Madigan wasn’t on trial.
But he was at the heart of the case, with a juror telling journalists that Madigan “really did cause all this to happen.”
A federal jury found former ComEd CEO Anne Pramaggiore and ComEd lobbyists Mike McClain, Jay Doherty and John Hooker guilty on all counts for their involvement in a long-running scheme to ingratiate themselves and the company with Madigan through jobs and internships for his allies.
As arguably the state’s most powerful politician, Madigan was in a position to help advance ComEd’s interests as the electric utility worked to get laws passed that wielded huge profits for it and then-parent company Exelon.
Since their mid-March selection for the historic trial, members of the jury were privy to an inside look at Illinois’ political structure and Madigan’s maneuvering of it, even hearing the infamously taciturn lawmaker on phone calls he didn’t know the FBI was recording.
Madigan had a reputation as untouchable — so careful that he didn’t use a cell phone or email, so cunning (or to critics, conniving) and well-versed on the law that he may get close to the edge without ever breaking it.
He still maintains he never did, per the rare public statements issued since news of the ComEd scandal broke.

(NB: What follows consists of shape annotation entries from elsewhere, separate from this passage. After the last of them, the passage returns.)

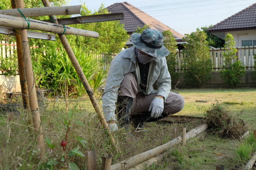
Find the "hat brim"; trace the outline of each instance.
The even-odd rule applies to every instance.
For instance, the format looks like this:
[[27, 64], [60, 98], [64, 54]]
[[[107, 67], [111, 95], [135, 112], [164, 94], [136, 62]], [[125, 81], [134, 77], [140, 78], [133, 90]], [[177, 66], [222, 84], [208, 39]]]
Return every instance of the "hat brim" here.
[[131, 37], [131, 41], [133, 45], [138, 49], [148, 54], [152, 57], [162, 58], [166, 57], [170, 53], [163, 45], [160, 48], [154, 48], [146, 46], [141, 42], [140, 39], [141, 34], [133, 33]]

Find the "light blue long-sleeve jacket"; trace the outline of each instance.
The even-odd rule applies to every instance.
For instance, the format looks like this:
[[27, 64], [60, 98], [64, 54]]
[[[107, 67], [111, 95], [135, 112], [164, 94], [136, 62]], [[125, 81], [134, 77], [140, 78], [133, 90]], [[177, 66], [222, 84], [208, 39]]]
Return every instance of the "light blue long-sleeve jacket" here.
[[[118, 88], [123, 79], [124, 75], [132, 73], [134, 75], [138, 92], [145, 95], [157, 93], [165, 99], [171, 90], [171, 76], [168, 71], [165, 57], [155, 58], [150, 61], [146, 90], [139, 87], [141, 82], [139, 68], [135, 55], [136, 47], [133, 46], [123, 50], [115, 57], [110, 65], [104, 92], [102, 95], [102, 107], [106, 121], [115, 120], [115, 110]], [[153, 85], [156, 82], [158, 90], [154, 90]]]

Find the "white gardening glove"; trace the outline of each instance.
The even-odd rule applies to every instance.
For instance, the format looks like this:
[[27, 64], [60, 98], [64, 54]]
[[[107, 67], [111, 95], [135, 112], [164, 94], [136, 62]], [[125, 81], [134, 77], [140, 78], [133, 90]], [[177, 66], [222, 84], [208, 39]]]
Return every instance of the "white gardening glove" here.
[[151, 112], [150, 117], [153, 118], [160, 116], [164, 110], [164, 99], [156, 96], [151, 103], [148, 111]]
[[110, 123], [108, 125], [109, 129], [111, 132], [113, 132], [118, 129], [116, 123]]

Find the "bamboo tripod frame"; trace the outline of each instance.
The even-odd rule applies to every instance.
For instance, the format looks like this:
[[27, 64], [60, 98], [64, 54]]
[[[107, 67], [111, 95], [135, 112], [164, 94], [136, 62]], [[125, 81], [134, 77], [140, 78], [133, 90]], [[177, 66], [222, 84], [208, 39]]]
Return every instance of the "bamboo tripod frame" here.
[[[48, 0], [42, 0], [42, 1], [45, 7], [51, 7], [50, 4]], [[11, 0], [11, 2], [13, 8], [24, 8], [23, 0]], [[49, 16], [51, 18], [55, 17], [55, 16]], [[58, 21], [56, 18], [53, 18], [52, 19], [55, 21], [55, 24], [58, 24]], [[96, 34], [93, 34], [93, 31], [87, 31], [90, 32], [89, 33], [92, 35], [93, 35], [93, 36], [92, 37], [94, 38], [98, 37], [98, 34], [97, 33], [94, 32]], [[35, 135], [36, 137], [38, 147], [40, 149], [40, 156], [42, 158], [44, 156], [44, 143], [43, 137], [42, 128], [41, 126], [40, 111], [37, 102], [27, 30], [26, 28], [20, 28], [19, 32], [20, 35], [17, 33], [16, 34], [16, 35], [18, 46], [19, 70], [20, 73], [23, 107], [25, 109], [30, 107], [32, 115], [33, 125], [35, 129]], [[98, 35], [97, 35], [97, 34]], [[107, 129], [109, 135], [110, 140], [115, 148], [117, 152], [120, 153], [121, 152], [120, 149], [116, 144], [115, 139], [108, 128], [108, 125], [94, 95], [93, 91], [88, 82], [67, 40], [65, 35], [60, 34], [58, 35], [79, 77], [81, 80], [82, 84], [85, 88], [94, 110], [98, 114], [98, 117], [102, 125], [104, 128], [106, 128]], [[91, 37], [92, 35], [88, 34], [88, 36]]]

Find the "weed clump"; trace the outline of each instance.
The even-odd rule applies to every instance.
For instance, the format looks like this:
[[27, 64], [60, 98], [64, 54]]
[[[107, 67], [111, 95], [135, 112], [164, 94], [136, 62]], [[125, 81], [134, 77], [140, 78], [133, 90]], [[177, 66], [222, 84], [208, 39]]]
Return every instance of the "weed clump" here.
[[238, 116], [234, 115], [218, 101], [205, 113], [209, 128], [219, 136], [224, 138], [239, 138], [247, 131], [244, 122]]

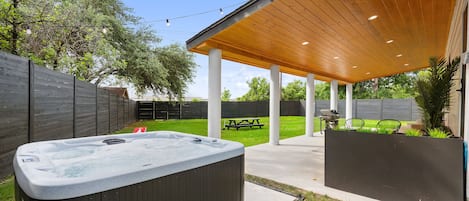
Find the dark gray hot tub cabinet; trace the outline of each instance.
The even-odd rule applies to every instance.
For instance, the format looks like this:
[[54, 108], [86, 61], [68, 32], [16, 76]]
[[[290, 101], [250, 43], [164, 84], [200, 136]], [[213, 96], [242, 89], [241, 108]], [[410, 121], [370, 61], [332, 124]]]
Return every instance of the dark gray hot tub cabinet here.
[[[15, 182], [16, 200], [39, 201]], [[64, 201], [243, 201], [244, 155]]]

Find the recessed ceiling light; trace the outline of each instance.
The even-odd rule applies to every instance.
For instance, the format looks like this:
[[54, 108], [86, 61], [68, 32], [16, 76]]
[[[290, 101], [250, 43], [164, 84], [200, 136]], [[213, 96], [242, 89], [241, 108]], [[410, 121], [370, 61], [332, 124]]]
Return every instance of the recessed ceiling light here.
[[375, 20], [376, 18], [378, 18], [377, 15], [372, 15], [368, 18], [368, 21]]

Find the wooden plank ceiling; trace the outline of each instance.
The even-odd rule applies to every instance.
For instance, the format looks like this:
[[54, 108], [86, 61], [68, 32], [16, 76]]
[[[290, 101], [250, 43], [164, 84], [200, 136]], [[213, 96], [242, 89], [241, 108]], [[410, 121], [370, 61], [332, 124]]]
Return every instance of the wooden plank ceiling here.
[[425, 68], [430, 56], [444, 56], [454, 3], [275, 0], [188, 48], [201, 54], [219, 48], [226, 60], [355, 83]]

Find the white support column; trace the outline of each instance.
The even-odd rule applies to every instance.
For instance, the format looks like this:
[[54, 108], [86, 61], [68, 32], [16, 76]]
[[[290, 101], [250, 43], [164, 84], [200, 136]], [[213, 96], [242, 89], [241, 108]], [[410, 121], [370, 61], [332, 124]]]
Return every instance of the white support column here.
[[[461, 108], [461, 110], [464, 110], [464, 143], [469, 146], [469, 69], [468, 69], [469, 64], [466, 64], [466, 88], [464, 90], [464, 93], [466, 94], [466, 98], [464, 100], [464, 108]], [[469, 160], [466, 161], [466, 167], [469, 168]], [[469, 172], [466, 170], [466, 183], [469, 182]], [[466, 192], [469, 192], [469, 185], [466, 185]], [[466, 195], [466, 198], [469, 195]]]
[[314, 134], [314, 75], [308, 73], [306, 76], [306, 136], [313, 137]]
[[270, 67], [270, 106], [269, 106], [269, 143], [278, 145], [280, 138], [280, 68], [278, 65]]
[[337, 105], [338, 105], [338, 98], [339, 96], [339, 86], [337, 83], [337, 80], [332, 80], [331, 81], [331, 110], [337, 110]]
[[352, 84], [347, 84], [345, 86], [345, 119], [353, 118], [352, 107], [353, 107], [353, 87]]
[[208, 52], [208, 136], [221, 137], [221, 50]]

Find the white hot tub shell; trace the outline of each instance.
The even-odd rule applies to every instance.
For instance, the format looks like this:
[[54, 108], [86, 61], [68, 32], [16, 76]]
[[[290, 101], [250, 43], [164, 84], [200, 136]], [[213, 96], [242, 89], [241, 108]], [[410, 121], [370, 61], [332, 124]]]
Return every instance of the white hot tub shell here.
[[[119, 195], [119, 189], [135, 185], [141, 189], [136, 193], [149, 192], [147, 200], [181, 200], [180, 194], [190, 197], [189, 200], [243, 199], [244, 146], [178, 132], [29, 143], [18, 148], [13, 166], [17, 196], [29, 200], [80, 200], [86, 196], [112, 200]], [[161, 181], [151, 182], [159, 178], [171, 181], [164, 185]], [[156, 190], [151, 190], [155, 185], [173, 188], [159, 190], [174, 195], [155, 194]], [[216, 189], [219, 192], [213, 192]]]

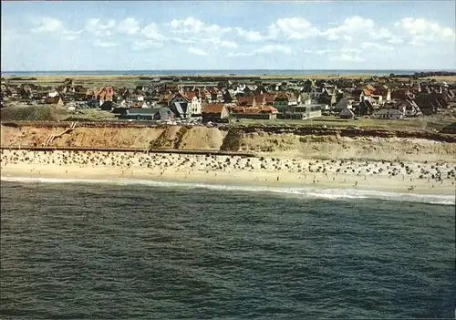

“Throughout my 50 years as a public servant, I worked to address the needs of my constituents, always keeping in mind the high standards required and the trust the public placed in me,” Madigan said in a March 2022 statement, in response to his own indictment on racketeering charges. “I adamantly deny these accusations and look back proudly on my time as an elected official, serving the people of Illinois.”
Madigan and his longtime political confidant, McClain, are set to go to court in that case in spring 2024.
Madigan served as speaker for all but two years from 1983 to 2021, when — on the heels of the ComEd scandal coupled with complaints about his office’s handling of sexual harassment allegations at the height of the #MeToo movement — a revolt led by Democratic women members of the Illinois House forced him to suspend his bid for a 19th term in the powerful role as the chamber’s leader.
Madigan’s fingerprint is still felt in political circles, with lobbyists whose careers were boosted through connections to Madigan among those with the biggest contract books, and systems and practices put in place during Madigan’s long tenure still in place.
Republican legislators say not enough has changed since Madigan’s ousting.
“We have had an opportunity to tackle ethics in our statehouse for years. This trial has been a costly seven-week reminder of just what is wrong in state government,” House GOP leader Tony McCombie said in a statement. “This guilty verdict has proven that the system of doing business in Springfield is broken. This should not have been the first step to rooting out corruption in Illinois, but after today, it is clear there must be a sense of urgency in bringing back the people’s trust in state government.”
Democratic Senate President Don Harmon, meanwhile, said that the General Assembly has taken “concrete steps to discourage bad behavior. But most importantly, I believe we have people committed to behaving better.”
Harmon said the trial put on display behavior that “was shockingly gluttonous and unhealthy to democracy.”